Hello, I have a GWAS summary statistics file where some of the rows are not rsID but chrID. I want to use bioMart package in R in order to find all the rsIDs for my 232 chrIDs in this format:
chr1_11105545 1 11105545 T C 0.965395 0.72017 -7.40832e-03 0.00460502 0.113547560
In bold the columns corresponding to chromosome (CHR) and position (POS). I know and have tested that it works if I use "values = list(chr_number, pos_number start, pos_number end)", but given that the size is 232, I am trying to write a loop to get all the list done.
I have done this but when I run it I get the error:
Error in curl::curl_fetch_memory(url, handle = handle) :
Timeout was reached: [grch37.ensembl.org:80] Operation timed out after 300001 milliseconds with 15732557 bytes received
Which I think it is due to the fact that I'm somehow making an infinite loop or something of the likes of it?
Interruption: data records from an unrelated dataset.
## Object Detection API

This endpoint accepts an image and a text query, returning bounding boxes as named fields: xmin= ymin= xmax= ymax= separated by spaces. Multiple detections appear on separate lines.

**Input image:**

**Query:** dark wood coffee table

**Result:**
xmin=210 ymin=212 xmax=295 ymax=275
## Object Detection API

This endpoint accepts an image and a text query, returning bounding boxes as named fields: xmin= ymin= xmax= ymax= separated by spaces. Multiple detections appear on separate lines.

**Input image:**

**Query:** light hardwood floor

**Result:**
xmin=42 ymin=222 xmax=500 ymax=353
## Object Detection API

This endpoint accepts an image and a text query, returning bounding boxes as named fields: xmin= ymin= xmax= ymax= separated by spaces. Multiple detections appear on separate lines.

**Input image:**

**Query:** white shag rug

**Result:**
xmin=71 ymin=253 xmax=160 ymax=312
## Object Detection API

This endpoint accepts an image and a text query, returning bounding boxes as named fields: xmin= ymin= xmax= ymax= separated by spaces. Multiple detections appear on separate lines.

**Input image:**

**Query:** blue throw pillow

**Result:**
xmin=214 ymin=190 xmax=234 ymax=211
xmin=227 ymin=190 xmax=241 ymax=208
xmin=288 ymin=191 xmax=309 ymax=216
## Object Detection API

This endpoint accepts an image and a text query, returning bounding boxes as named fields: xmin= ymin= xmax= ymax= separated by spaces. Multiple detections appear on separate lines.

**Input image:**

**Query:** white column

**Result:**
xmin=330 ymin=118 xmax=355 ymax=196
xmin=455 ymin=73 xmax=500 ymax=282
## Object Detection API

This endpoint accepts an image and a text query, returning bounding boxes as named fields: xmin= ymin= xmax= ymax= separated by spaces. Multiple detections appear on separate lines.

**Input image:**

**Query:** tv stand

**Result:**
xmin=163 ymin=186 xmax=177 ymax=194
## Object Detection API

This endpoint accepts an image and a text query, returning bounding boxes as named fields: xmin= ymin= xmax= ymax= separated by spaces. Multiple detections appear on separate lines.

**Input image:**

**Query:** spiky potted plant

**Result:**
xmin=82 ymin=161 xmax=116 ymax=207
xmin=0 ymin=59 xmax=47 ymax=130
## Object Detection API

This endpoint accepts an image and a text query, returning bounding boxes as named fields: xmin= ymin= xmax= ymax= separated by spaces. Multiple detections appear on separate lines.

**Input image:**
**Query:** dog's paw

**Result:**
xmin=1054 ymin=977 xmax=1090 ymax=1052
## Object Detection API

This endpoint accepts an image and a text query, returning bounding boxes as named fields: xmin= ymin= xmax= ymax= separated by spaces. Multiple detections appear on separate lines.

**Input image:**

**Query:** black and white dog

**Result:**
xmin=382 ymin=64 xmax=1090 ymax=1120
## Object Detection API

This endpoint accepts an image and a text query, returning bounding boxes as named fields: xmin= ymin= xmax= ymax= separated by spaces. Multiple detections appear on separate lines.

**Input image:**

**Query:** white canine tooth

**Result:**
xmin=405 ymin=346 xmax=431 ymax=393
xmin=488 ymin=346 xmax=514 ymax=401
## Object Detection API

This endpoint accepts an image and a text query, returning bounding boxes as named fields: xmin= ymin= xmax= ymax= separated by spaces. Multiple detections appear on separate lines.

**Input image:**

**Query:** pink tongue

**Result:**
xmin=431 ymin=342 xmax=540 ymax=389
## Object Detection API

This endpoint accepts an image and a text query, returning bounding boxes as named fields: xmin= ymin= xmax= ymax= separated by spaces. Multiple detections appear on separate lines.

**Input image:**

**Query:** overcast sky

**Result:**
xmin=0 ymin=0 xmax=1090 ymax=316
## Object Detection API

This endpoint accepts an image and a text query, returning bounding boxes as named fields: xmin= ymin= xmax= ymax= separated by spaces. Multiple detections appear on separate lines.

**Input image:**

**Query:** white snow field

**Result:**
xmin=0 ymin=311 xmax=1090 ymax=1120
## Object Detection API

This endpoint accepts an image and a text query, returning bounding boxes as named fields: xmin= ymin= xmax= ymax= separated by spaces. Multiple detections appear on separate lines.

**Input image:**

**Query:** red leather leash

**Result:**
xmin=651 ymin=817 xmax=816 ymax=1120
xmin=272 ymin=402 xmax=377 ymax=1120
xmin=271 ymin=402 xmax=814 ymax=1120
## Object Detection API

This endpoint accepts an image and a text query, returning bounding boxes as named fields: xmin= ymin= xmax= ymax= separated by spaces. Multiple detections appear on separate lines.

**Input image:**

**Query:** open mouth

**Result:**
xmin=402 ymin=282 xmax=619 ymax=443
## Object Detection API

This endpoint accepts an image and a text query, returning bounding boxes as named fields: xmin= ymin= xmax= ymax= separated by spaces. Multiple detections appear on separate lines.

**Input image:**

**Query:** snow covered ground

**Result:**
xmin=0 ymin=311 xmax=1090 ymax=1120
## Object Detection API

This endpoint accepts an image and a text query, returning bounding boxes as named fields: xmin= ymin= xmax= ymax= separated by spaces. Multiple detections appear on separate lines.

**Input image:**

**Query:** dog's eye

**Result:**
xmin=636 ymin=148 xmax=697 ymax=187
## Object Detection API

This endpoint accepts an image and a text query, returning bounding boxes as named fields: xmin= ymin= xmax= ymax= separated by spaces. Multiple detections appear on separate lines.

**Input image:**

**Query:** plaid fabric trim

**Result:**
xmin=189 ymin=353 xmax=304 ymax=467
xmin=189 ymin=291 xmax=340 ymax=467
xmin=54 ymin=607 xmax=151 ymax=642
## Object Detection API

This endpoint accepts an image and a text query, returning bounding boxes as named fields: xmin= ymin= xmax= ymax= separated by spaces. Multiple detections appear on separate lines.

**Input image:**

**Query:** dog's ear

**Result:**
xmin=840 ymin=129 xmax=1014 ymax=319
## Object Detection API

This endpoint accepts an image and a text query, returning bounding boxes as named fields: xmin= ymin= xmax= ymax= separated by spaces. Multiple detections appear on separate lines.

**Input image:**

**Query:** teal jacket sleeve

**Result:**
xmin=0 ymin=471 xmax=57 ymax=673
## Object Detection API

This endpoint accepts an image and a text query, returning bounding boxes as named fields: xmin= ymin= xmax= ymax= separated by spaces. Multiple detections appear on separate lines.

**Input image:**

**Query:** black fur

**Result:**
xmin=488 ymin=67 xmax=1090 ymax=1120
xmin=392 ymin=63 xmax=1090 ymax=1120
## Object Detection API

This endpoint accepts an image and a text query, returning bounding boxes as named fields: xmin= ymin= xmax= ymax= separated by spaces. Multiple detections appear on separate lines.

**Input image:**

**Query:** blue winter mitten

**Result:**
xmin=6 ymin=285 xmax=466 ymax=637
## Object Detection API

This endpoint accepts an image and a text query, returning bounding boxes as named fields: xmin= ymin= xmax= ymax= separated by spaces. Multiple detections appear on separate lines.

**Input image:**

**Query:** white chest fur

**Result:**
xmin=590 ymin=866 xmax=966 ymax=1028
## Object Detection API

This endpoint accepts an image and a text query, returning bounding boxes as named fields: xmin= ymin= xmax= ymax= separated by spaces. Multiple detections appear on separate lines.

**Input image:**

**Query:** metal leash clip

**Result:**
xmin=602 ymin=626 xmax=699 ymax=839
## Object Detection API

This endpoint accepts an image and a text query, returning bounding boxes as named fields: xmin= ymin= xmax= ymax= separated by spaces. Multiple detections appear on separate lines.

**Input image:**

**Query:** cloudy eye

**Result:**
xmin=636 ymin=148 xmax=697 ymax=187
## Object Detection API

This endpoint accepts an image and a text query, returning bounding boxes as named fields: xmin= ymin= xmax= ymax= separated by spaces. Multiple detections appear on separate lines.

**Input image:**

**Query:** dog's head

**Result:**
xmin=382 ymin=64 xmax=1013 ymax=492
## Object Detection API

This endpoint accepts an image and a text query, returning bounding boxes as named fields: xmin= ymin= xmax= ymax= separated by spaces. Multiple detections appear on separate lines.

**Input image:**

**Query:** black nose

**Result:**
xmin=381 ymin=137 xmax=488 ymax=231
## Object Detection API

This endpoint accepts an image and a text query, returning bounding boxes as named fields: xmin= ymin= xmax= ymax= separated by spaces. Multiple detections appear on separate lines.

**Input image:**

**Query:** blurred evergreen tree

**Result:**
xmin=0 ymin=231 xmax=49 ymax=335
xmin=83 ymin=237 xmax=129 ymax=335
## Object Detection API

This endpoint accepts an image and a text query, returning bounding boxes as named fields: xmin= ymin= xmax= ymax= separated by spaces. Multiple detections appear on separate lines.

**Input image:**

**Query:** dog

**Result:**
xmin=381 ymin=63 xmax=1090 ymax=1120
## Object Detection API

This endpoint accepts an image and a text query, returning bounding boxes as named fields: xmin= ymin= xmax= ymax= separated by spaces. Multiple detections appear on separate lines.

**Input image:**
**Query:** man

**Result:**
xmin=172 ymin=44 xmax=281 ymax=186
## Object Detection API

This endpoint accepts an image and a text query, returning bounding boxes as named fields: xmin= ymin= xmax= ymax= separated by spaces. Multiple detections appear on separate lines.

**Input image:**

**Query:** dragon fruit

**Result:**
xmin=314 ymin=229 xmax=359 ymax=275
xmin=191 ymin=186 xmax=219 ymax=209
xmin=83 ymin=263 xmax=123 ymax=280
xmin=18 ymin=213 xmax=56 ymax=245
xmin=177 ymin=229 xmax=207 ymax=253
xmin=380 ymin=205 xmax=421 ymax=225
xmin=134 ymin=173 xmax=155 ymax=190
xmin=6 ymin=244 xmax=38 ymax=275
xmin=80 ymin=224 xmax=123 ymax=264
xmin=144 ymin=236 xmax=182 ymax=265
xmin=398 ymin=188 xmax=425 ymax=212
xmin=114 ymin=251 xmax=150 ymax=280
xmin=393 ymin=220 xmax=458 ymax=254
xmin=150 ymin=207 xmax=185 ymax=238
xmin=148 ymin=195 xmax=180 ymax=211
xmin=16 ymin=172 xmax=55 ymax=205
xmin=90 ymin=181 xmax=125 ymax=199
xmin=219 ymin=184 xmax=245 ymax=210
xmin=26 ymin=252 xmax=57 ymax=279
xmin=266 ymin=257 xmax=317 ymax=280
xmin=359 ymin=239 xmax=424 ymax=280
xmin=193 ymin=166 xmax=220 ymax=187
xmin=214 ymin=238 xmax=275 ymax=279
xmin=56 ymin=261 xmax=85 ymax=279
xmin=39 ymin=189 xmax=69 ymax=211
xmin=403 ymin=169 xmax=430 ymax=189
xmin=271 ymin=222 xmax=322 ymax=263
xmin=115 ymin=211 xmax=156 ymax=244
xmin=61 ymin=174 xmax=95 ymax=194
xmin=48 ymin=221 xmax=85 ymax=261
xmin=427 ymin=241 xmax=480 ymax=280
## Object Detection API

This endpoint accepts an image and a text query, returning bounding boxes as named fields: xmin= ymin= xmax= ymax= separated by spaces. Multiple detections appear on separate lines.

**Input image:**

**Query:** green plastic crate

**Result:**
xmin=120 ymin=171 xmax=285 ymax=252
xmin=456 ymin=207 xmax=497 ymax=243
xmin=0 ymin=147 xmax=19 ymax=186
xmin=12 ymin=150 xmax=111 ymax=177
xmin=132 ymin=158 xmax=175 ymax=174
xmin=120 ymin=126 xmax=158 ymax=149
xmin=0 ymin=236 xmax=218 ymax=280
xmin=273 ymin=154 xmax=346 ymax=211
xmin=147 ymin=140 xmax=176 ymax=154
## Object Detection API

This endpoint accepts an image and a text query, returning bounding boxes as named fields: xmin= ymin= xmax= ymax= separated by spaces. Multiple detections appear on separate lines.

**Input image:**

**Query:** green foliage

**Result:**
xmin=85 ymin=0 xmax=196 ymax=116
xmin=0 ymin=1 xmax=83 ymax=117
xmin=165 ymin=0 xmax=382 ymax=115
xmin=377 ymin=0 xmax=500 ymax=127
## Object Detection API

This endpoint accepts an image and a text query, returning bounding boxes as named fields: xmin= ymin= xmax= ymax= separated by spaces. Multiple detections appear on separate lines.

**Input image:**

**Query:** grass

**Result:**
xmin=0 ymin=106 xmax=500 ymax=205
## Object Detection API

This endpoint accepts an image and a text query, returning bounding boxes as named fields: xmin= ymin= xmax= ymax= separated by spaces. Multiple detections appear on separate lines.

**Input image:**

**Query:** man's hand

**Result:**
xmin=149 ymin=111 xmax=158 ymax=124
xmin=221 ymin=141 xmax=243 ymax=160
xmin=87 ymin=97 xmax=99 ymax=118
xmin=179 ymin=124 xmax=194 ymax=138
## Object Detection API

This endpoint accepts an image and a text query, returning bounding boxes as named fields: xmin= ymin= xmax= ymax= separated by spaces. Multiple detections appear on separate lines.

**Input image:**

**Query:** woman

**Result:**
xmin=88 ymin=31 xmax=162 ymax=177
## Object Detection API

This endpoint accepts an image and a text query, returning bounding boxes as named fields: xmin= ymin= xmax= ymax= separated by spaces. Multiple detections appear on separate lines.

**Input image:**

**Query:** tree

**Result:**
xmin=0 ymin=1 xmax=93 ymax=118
I've been at it for three days now though and I am a bit confused so I'd appreciate if someone helped me find the error or hinted me in the right direction!
#Extract ch_# rows in R dataframe (yields 232 hits)
SSNP_M_Ch <- subset(SSNP_M, grepl("chr\\d_", SNP))
snp = useMart("ENSEMBL_MART_SNP", host="grch37.ensembl.org", path="/biomart/martservice", dataset="hsapiens_snp")
results<-c()
for (i in 1:dim(SSNP_M_Ch)[1]){
temp <- getBM(attributes = c('refsnp_id','allele','chrom_start','chrom_strand'),
filters = c('chr_name','start','end'),
values = list(SSNP_M_Ch$CHR,SSNP_M_Ch$POS,SSNP_M_Ch$POS), mart = snp)
temp[] <- i
results <- rbind(results,temp)
}
Thanks!
At least, you can easily check whether there is some progress adding 'print(head(temp))' after getBM query. Hovewer, in such a loop I would expect some subsetting like SSNP_M_Ch$CHR[i] aimed to feed getBM with a single current value. Presented code looks like whole CHR and POS columns of SSNP_M_Ch are passed to getBM.
Also, as far as I can understand, 'temp[] <- i' fills a dataframe after getBM query with a current index value - is it really something it meant to do?
How about this:
By printing each current request, you'll be able to find if some id's cause troubles in getBM.
BTW, I do not know whether the list that you passed to getBW as 'values' argument is correct - repeating POS values twice looks counterintuitive to me, but I did not work with biomartr and can't advice on this matter.
Thanks! I got it sorted in the end, I didn't realize I was passing the whole column instead of going row by row... I ended up doing SSNP_M_Ch$CHR[i,2], SSNP_M_Ch$POS[i,3] and just added the index value as another column in temp and that worked smoothly.